Getting polarisation right despite theorising molecules of light

Etienne Malus

Etienne-Louis Malus (1775–1812)

Source: © Sheila Terry/Science Photo Library

French military engineer whose mathematical work focused on light

Serendipity is much misunderstood. It is sometimes equated with a lucky accident, a discovery that might have been made by almost anyone but for the vagaries of chance, a bit like winning the lottery. The reality is rather different. Serendipitous discoveries are made by individuals deeply steeped in closely related science who not only spot a discrepancy, but follow the observation relentlessly to establish its reality.

Etienne-Louis Malus’ discovery of the polarisation of light is a good example. Malus was born in Paris, France, into a well-connected family. An excellent student, he won a scholarship to the Military Engineering School at Mézieres where Charles Augustin Coulomb had studied. Unfortunately, the French Revolution closed the school, leading Malus to volunteer for the army where he built earthworks in Dunkerque. Malus so impressed his superiors that they seconded him to the recently founded École Polytechnique in Paris.

When he returned to the army it was as a military engineer; in 1798 he was part of Napoleon’s expeditionary force to Syria and Egypt where he contracted the plague twice. During his convalescence, he began to think about light. At the time the contrast between the particle and wave theories of light was completely unresolved. In one of his first papers, Malus argued that light – consisting of particles that were emitted by hot objects – could not be an element, as suggested by Antoine Lavoisier, but rather must be a compound of ‘caloric’ and oxygen. He made an incorrect connection between colour and temperature, and proposed that the ‘molecules of light’ travelled faster in water. One can sniffily imagine this to be an inauspicious start to a career as a scientist, but hindsight is a wonderful thing; Malus’ strongly mathematical approach to optics started to attract attention.

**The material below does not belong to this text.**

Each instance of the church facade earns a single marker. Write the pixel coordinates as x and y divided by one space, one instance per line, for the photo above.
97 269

Malus returned to France in 1801, and in 1809 he was posted back to Paris where he also acted as an examiner at the École Polytechnique. In his Treatise on Optics he carefully traced reflected and refracted rays, extending Christiaan Huygens’ work from a Newtonian perspective. A key challenge was to understand double refraction, the doubling of images viewed through Iceland spar (calcite) or quartz. Huygens had noted that one of the two images could be made to disappear if an object were viewed through two pieces of calcite in series, an observation he called ‘marvellous’ but could not explain.

Calcite birefringence

Source: © Hermann Eisenbeiss/Science Photo Library

Trying to understand the why double refraction occurs in calcite crystals eventually led Malus to discover polarisation 

While looking through a piece of calcite, Malus noticed that the reflection of the sun off a window in the distance would almost vanish if the crystal were rotated to a specific angle. Astonished, Malus began a flurry of very careful experiments. He found that not only was there a deep connection between refraction and reflection but there was also a mysterious additional angular effect perpendicular to the direction of travel of the light. By analogy with magnetism, he imagined light ‘molecules’ to have pairs of poles, the interaction of light with solids being like the alignment of a compass needle in a magnetic field. He termed the effect polarisation and derived a key expression for its intensity as a function of angle.

In calcite crystals the behaviour was even weirder: the two rays were polarised at right angles to each other. This was sensational stuff that attracted wide attention and praise. But Malus’s contributions were almost at an end; he died of tuberculosis on 24 February 1812.

It was therefore left to others to develop Malus’s discovery. In 1811, at the École Polytechnique, Francois Arago reported spectacular ‘prismatic’ colours when candlelight reflected in a mirror passed through mica before being observed through a piece of calcite. Arago also designed the first polarising filter by gluing together two suitably cut pieces of calcite, and established that the direction/angle of polarisation could be changed by passing polarised light through a piece of clear quartz. It was the first observation of optical rotation.

In 1815 Arago’s friend Jean-Baptiste Biot picked up the work. After extensive experiments on solids, Biot passed polarised light through some turpentine. To his astonishment colours appeared just as they did with mica and with quartz. Biot commissioned the instrument maker Jean-Nicolas Fortin to make him a 16cm tube with glass windows, the first polarimeter tube. Biot would show a quantitative relation between the measured rotation, the concentration of the solution and the path length.

Malus, Arago and Biot had each ‘stumbled’ across different aspects of the interaction of light with matter, not by chance, but neither by design. Ironically, their working model for its causes was quite wrong. But polarisation would come to provide a broad arsenal of delicate tools to probe the structure of matter, and lead chemists like Louis Pasteur to the idea of molecular chirality. It reminds us that ideas and discoveries may be something of a game of chance. But some people play with loaded dice.